QUESTION: Nous avons au dossier un courrier du délégué régional pour L'Afrique centrale
du HCR (Cote D8) qui, le 21 mai 1999, s'émeut des arrestations régulières, à l'insu du HCR,
de rapatrier dans le cadre de cet accord tripartite. Les dates citées dans ce courrier sont les 5,
1 0 et 12 mai 1999. Apparemment le retour à BRAZZA VILLE ne s'est pas fait dans les
conditions promises par le Président de la République du CONGO ?

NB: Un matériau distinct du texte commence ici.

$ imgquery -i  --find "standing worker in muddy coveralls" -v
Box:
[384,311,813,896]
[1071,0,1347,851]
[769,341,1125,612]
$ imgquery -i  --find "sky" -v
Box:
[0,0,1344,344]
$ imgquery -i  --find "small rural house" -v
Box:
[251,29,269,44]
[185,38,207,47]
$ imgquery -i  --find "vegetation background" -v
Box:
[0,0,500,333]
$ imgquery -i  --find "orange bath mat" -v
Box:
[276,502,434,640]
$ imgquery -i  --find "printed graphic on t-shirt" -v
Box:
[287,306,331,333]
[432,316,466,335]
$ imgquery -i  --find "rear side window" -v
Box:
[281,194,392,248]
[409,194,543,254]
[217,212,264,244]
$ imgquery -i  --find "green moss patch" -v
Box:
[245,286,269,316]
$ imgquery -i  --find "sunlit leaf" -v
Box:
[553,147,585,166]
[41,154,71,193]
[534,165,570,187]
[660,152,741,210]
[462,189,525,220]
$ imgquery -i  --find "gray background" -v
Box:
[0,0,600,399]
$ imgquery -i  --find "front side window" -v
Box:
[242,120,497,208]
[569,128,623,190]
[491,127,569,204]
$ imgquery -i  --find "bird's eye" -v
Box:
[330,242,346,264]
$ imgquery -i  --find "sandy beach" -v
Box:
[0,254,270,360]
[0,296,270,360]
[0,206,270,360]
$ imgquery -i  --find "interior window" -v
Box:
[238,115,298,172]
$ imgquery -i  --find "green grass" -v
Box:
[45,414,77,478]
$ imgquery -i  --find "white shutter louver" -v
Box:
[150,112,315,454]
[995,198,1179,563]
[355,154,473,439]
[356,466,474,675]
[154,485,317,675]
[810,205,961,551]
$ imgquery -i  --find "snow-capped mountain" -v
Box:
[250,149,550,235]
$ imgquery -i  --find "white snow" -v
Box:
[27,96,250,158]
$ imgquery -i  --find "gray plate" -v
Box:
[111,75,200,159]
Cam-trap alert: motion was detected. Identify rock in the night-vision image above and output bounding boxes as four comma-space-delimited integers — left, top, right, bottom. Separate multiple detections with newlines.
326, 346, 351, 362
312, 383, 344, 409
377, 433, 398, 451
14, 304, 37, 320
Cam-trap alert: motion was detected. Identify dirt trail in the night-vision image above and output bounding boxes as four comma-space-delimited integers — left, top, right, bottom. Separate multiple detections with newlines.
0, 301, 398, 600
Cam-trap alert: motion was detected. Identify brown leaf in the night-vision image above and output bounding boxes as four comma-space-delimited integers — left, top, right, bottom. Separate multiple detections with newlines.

Réponse: En effet, l'arrivée ne s'est pas passé comme l'avait assuré le Président de la
République et comme le prévoyait l'accord tripartite. En ce qui concerne mon fils Narcisse
TOUANGA (qui était sergent dans la gendarmerie nationale et qui ne faisait partie d'aucune
milice), il avait fui avec sa mère et ses cousins les massacres de décembre 1998. En effet, les
forces gouvernementales, depuis le 18 décembre 1998, non seulement chassaient les ninjas
(qui avaient investi la partie sud de BRAZZA VILLE) mais également massacraient les civils,
sans distinction d'âge ni de sexe. Pour survivre, la population n'avait pas d'autre choix que de
fuir. C'est le 8 mai 1999 que mon fils Narcisse et mon épouse sont revenus, dans le cadre de
cet accord tripartite, au port de BRAZZAVILLE, au port ATC. Pour les bateaux en
provenance de KINSHASA deux débarcadères sont prévus à BRAZZA VILLE, le BEACH ou
le port ATC pour les bateaux plus importants. Il n'était à priori pas normal d'accueillir ces
rapatrié au port ATC vu leur nombre: par exemple, le 8 mai 1999, ils étaient 1500 environ.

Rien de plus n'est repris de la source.